生活防衛資金がいくら必要なのか考える前に、生活防衛資金がなぜ必要なのか、目的や役割について理解しましょう。
生活防衛資金の目的と役割
生活防衛資金とは、予期せぬトラブルが発生した際に、当面の生活を維持するために使う「いざという時のお金」のことです。
普段の生活費とは別に用意しておくことで、経済的なストレスを軽減し、冷静な判断ができる余裕を持てます。
いざという時に慌てて借金や資産の切り崩しをしなくて済むように、あらかじめ準備しておくことが大切です。
生活費・貯金・投資資金との違い
生活防衛資金は「生活費」「貯金」「投資資金」とは異なる、独自の目的と役割を持つ資金です。
- 生活費…毎月決まって出ていく、日常の暮らしに必要な流動的なお金
- 貯金…旅行、住宅購入の頭金、子どもの教育資金など、具体的な目的のために計画的に貯めるお金
- 投資資金…資産を増やし、リターンを得ることを目的としたお金
生活費は日々の支出、貯金は旅行や家電購入など将来の使い道が決まっているもの、投資資金は資産を増やすための余剰資金です。
一方、生活防衛資金は「万が一」に備えるための資金であり、手元で確実に管理できるよう、すぐに引き出せる形で保管しておく必要があります。
生活防衛資金はいくら必要?目安の考え方【ケース別】
生活防衛資金としていくら準備すればよいのかは、個人の状況によって異なります。
目安の考え方をもとに、ケース別のシミュレーションで確認しましょう。
目安は「生活費の6ヶ月分」
一般的に、生活防衛資金の目安は「3ヶ月~6ヶ月分」を目安とすることが多いです。
仮に失業したとしても、失業手当を受け取りながら再就職活動をする期間として、半年程度の生活費があれば、精神的なゆとりを持って活動できるためです。

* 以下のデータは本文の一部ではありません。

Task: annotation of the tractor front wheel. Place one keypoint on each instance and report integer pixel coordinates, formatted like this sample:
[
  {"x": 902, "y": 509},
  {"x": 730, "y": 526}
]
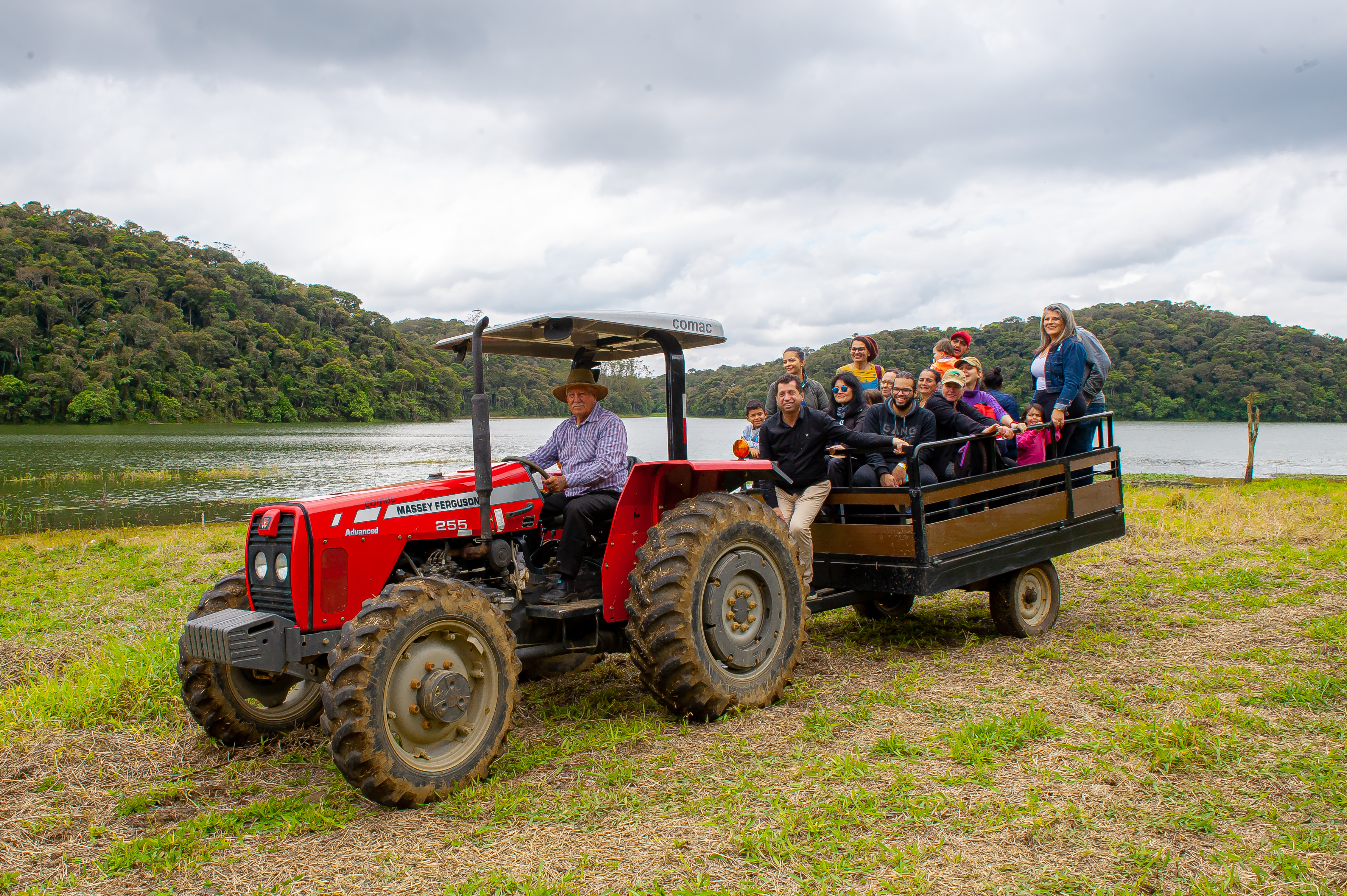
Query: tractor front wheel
[
  {"x": 422, "y": 692},
  {"x": 238, "y": 705},
  {"x": 717, "y": 607}
]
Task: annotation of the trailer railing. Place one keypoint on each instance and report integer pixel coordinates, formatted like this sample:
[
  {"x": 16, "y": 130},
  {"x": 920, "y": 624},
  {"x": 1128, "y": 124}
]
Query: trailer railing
[{"x": 927, "y": 525}]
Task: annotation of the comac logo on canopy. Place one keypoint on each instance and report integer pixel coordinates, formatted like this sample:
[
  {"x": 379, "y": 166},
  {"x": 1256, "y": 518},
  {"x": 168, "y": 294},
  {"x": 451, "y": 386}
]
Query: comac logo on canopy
[{"x": 692, "y": 327}]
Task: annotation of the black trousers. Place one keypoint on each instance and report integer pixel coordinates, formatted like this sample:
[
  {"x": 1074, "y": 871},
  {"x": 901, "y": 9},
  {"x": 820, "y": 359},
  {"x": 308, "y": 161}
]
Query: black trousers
[{"x": 583, "y": 514}]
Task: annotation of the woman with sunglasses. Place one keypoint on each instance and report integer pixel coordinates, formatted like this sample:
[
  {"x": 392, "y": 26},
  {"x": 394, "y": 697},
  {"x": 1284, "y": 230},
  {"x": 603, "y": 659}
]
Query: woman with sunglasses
[
  {"x": 864, "y": 351},
  {"x": 848, "y": 409}
]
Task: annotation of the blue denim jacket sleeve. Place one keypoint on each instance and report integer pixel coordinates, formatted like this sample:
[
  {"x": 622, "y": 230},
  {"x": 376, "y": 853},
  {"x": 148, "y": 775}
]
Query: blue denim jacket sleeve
[{"x": 1072, "y": 363}]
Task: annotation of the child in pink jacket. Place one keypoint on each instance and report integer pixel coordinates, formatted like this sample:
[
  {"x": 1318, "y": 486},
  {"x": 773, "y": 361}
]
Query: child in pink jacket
[{"x": 1032, "y": 444}]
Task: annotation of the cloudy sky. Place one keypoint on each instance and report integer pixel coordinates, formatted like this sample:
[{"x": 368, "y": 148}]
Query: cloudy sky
[{"x": 797, "y": 170}]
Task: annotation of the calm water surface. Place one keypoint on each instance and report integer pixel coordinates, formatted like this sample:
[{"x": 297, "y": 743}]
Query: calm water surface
[{"x": 253, "y": 463}]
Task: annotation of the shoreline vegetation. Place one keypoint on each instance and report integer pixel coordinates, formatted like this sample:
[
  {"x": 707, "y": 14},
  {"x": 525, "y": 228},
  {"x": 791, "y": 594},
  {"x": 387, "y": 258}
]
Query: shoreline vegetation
[
  {"x": 1181, "y": 731},
  {"x": 106, "y": 323}
]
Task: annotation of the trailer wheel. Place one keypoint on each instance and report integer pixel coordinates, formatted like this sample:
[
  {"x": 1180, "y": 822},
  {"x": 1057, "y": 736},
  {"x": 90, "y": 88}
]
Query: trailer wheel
[
  {"x": 422, "y": 692},
  {"x": 1026, "y": 603},
  {"x": 883, "y": 606},
  {"x": 717, "y": 607},
  {"x": 240, "y": 705}
]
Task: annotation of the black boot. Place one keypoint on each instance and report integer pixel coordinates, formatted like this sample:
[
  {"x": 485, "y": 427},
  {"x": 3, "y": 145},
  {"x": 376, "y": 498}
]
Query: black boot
[{"x": 562, "y": 593}]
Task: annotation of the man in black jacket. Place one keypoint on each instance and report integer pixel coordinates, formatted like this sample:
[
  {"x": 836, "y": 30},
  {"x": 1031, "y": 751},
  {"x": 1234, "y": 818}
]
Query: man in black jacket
[
  {"x": 903, "y": 417},
  {"x": 798, "y": 438},
  {"x": 954, "y": 418}
]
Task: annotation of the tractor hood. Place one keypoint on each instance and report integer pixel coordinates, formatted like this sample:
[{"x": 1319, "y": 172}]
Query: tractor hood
[{"x": 425, "y": 509}]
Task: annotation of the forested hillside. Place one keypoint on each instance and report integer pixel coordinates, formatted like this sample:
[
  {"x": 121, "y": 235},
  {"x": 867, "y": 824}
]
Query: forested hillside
[
  {"x": 106, "y": 323},
  {"x": 1173, "y": 362}
]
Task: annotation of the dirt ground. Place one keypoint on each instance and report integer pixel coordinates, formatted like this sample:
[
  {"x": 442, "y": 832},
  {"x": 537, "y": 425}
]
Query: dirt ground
[{"x": 1182, "y": 731}]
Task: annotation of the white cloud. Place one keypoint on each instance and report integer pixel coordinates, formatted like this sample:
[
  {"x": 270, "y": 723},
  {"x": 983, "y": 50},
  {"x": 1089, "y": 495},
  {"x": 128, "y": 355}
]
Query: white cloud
[
  {"x": 636, "y": 270},
  {"x": 795, "y": 173}
]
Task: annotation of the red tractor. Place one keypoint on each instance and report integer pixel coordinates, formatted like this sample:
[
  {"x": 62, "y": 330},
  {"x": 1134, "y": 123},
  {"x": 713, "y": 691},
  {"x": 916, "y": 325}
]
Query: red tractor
[
  {"x": 402, "y": 616},
  {"x": 405, "y": 616}
]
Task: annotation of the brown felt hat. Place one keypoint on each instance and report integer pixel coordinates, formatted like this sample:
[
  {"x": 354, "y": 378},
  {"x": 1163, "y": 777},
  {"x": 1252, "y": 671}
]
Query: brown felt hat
[{"x": 581, "y": 376}]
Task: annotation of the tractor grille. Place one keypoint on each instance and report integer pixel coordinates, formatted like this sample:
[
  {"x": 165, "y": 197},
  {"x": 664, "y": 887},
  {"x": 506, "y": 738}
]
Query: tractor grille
[{"x": 270, "y": 595}]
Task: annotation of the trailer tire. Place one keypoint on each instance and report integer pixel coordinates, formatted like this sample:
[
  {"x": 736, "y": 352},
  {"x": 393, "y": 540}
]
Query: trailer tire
[
  {"x": 235, "y": 705},
  {"x": 882, "y": 606},
  {"x": 389, "y": 738},
  {"x": 717, "y": 579},
  {"x": 1026, "y": 603}
]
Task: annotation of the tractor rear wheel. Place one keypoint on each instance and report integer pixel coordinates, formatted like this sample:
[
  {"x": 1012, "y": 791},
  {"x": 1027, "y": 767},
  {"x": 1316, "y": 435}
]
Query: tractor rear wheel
[
  {"x": 884, "y": 606},
  {"x": 242, "y": 705},
  {"x": 717, "y": 608},
  {"x": 1026, "y": 603},
  {"x": 422, "y": 692}
]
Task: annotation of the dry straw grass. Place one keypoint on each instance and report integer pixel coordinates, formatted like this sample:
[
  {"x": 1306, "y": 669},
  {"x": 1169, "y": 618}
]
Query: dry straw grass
[{"x": 1182, "y": 731}]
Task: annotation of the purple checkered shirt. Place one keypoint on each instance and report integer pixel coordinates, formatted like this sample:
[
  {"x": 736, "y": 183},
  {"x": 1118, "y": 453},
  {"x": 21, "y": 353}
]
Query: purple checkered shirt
[{"x": 592, "y": 456}]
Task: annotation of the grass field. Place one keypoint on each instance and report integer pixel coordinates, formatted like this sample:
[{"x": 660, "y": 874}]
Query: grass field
[{"x": 1181, "y": 732}]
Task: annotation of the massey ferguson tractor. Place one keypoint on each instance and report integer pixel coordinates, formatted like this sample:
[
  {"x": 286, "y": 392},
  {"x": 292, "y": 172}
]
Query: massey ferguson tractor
[{"x": 403, "y": 618}]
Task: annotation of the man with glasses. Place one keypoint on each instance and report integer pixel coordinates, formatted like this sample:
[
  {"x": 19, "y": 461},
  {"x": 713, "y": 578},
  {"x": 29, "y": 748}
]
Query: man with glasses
[
  {"x": 812, "y": 391},
  {"x": 902, "y": 417},
  {"x": 797, "y": 438}
]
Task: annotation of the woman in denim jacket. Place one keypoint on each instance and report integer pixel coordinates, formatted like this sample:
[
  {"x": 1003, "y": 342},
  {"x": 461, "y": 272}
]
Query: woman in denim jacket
[{"x": 1059, "y": 370}]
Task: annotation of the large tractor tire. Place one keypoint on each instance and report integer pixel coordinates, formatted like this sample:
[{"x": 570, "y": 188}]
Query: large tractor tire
[
  {"x": 236, "y": 705},
  {"x": 1026, "y": 603},
  {"x": 717, "y": 607},
  {"x": 422, "y": 692},
  {"x": 883, "y": 606}
]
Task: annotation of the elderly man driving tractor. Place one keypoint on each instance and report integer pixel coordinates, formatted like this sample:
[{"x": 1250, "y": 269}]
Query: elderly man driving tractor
[{"x": 591, "y": 448}]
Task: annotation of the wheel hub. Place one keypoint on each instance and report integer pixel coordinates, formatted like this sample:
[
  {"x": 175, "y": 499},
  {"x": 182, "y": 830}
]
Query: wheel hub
[
  {"x": 445, "y": 696},
  {"x": 438, "y": 694},
  {"x": 742, "y": 610},
  {"x": 1031, "y": 592}
]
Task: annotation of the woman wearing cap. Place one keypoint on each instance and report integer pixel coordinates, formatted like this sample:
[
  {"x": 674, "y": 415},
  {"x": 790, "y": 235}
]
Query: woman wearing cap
[
  {"x": 1059, "y": 368},
  {"x": 954, "y": 417},
  {"x": 864, "y": 351},
  {"x": 980, "y": 398}
]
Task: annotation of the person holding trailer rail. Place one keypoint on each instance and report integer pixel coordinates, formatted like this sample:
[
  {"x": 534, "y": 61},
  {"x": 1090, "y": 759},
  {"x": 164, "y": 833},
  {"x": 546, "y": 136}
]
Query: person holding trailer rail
[
  {"x": 798, "y": 438},
  {"x": 903, "y": 417},
  {"x": 1059, "y": 371}
]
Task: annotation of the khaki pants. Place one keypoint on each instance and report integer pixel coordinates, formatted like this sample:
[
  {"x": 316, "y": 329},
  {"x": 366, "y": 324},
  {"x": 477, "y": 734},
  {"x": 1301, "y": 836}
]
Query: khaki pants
[{"x": 799, "y": 513}]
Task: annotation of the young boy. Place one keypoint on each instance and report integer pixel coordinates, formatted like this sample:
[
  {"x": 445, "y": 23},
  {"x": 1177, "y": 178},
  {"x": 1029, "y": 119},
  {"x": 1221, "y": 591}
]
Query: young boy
[{"x": 755, "y": 413}]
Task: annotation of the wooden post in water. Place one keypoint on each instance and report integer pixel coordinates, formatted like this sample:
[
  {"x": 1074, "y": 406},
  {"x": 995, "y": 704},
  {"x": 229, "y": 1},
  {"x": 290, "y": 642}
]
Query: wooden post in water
[{"x": 1255, "y": 418}]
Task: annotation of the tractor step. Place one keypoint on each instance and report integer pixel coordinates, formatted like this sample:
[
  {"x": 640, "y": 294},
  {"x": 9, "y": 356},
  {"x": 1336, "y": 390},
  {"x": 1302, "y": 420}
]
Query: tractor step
[{"x": 576, "y": 610}]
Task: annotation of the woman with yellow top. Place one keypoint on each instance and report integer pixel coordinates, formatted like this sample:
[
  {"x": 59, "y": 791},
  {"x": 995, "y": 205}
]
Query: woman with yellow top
[{"x": 864, "y": 351}]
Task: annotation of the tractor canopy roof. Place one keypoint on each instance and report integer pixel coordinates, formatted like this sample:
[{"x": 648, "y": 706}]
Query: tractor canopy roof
[{"x": 608, "y": 336}]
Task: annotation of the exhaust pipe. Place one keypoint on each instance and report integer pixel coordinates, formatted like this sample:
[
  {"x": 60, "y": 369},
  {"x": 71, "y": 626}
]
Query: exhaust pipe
[{"x": 482, "y": 434}]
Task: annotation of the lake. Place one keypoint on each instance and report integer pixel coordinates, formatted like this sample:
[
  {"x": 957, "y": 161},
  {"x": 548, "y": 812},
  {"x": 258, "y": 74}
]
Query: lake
[{"x": 220, "y": 472}]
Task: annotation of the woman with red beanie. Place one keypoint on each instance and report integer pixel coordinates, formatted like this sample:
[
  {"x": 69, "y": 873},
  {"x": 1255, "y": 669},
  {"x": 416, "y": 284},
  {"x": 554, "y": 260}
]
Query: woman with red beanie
[
  {"x": 864, "y": 351},
  {"x": 962, "y": 343}
]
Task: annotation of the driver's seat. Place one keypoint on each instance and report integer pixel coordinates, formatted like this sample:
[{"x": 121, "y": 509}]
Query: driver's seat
[{"x": 554, "y": 521}]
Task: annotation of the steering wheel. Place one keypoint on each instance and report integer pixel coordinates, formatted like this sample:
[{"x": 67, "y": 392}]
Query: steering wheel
[{"x": 529, "y": 464}]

ただし、この目安はあくまで一般的なものであり、個々の状況によって必要額は変わります。
家族構成別の目安額シミュレーション
総務省の「家計調査報告 〔 家計収支編 〕 2024年(令和6年)平均結果の概要」の調査によると、世帯別の1ヶ月の平均消費支出は以下のとおりです。
- 二人以上の世帯…約30万円
- 単身世帯…約17万円
上記を参考に、生活防衛資金の目安の考え方について、家族構成別に見ていきましょう。
独身・一人暮らしの場合
一人暮らしの方の生活費が月17万円程度なら、6ヶ月分で102万円が目安です。
家賃の有無や生活スタイルによって上下するため、自分の固定費・変動費を把握して計算してみましょう。
実家暮らしや住居費の負担が少ない場合は、より少額でも問題ないケースもあります。
夫婦二人世帯の場合
共働きの夫婦で生活費が月30万円程度なら、6ヶ月分で180万円が目安です。
ただし、どちらか一方の収入に頼っている場合や扶養家族がいる場合は、そのぶん余裕をもって資金を確保するのがおすすめです。
夫婦どちらかの収入が止まった際の影響を考慮しましょう。
子どものいる家庭の場合
子どものいる家庭では、生活費が高くなるだけでなく、教育費などの固定費も発生します。
また、子どもの病気など予期せぬ出費も増える傾向にあるため、6ヶ月~1年分程度、少し多めに準備することを検討しましょう。
会社員・公務員とフリーランスでどう変わる?
雇用形態によっても、必要な生活防衛資金の目安は変わってきます。
会社員・公務員の場合、比較的収入が安定しており、失業保険や傷病手当金といった公的保障も手厚いため、3ヶ月~6ヶ月分が目安とされます。
一方、フリーランス・自営業者の場合は収入が不安定になりやすく、会社員のような失業保険や傷病手当金などの公的保障が手薄な場合があります。
そのため、より手厚い備えが必要となり、1年分以上の生活防衛資金の準備が推奨されます。
また、産休・育休を控えている場合、転職を検討している場合なども多めに準備しておくと、精神的にも安心できます。
生活防衛資金の計算方法・シミュレーション
生活防衛資金の必要額を計算する際は、以下の3つのステップを参考にしましょう。
ステップ① 毎月の「生活費」を正確に洗い出す
自分や家族の「1ヶ月の生活費」を把握することがスタートです。
家賃・水道光熱費・通信費などの固定費に加えて、食費・日用品費・教育費などの変動費も忘れずに合計しましょう。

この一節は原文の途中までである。